One trait I retained from that background is a dissatisfaction with the status quo. I left behind the paranoia and heavy-handed moralism but I have never shaken the feeling that to live conventionally is to fail to take up the necessary struggle of life. I’m aware, of course, that some people will now dismiss everything I have to say on this subject as internalized religious trauma. And that could be true—though I don’t think it’s that simple. You don’t have to grow up as a paranoid separatist to be dissatisfied with the world these days.
I am interested in these alternative modes of living because they present possibilities. They serve the same value as utopias: they undermine the supposed inevitability of the status quo.
They are also, at the same time, impossible. That is, they do not work as models of living for everyone or for society in general. That is not their purpose. Their purpose is to induce the dynamic tension required for a new way of living to emerge. That new way of living will be neither this nor that, but something else, and unforeseen.
Over the last few days there has been an ongoing conversation about the dangers of smartphones and whether we should all move to flip phones. Yesterday, I advocated for a third way that avoids the binary choice of status quo smartphone usage or smartphone abstinence.

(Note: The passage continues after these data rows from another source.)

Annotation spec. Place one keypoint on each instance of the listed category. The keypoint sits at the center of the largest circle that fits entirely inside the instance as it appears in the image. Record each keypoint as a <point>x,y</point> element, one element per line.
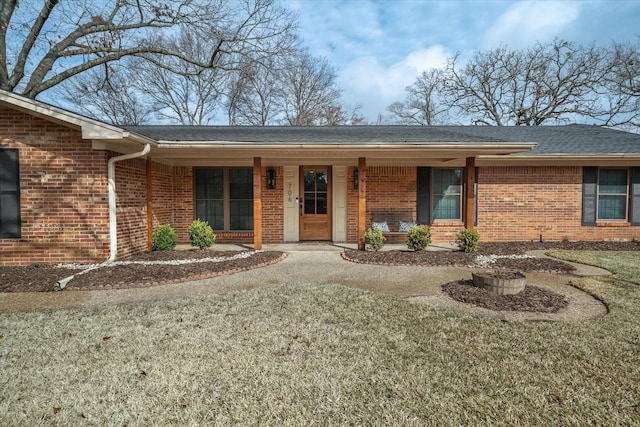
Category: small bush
<point>468,239</point>
<point>374,238</point>
<point>201,234</point>
<point>164,238</point>
<point>418,238</point>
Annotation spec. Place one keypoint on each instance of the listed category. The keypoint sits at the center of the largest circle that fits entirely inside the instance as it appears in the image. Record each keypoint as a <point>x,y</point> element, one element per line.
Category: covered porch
<point>318,184</point>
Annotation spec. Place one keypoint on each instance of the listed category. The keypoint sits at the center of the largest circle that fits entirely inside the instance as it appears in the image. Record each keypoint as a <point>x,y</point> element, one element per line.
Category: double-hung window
<point>610,195</point>
<point>10,225</point>
<point>224,198</point>
<point>613,194</point>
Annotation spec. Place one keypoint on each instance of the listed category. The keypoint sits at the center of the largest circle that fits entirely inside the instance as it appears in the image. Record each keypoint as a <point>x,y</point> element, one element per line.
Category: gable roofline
<point>89,128</point>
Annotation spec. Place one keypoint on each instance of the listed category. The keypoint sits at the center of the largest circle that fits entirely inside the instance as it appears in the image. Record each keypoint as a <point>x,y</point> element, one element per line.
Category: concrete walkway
<point>306,264</point>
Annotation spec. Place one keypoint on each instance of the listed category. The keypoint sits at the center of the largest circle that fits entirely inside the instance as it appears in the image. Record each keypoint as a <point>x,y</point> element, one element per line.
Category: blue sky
<point>380,47</point>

One of the things that I believe gets missed in these discussions is precisely what I’ve said above: those who have traded their smartphones for flip phones are engaging in an alternative mode of living. They are undermining the status quo, which is quite obviously deeply unhealthy. You are not required to imitate them but you ought to pay attention to them.
When we have collectively recovered from our current insanity, we will neither be continually staring at our damned screens nor giving up useful technology altogether. Something new will be happening, incorporating both the mistakes of the past and the wisdom of those impractical, impossible utopians.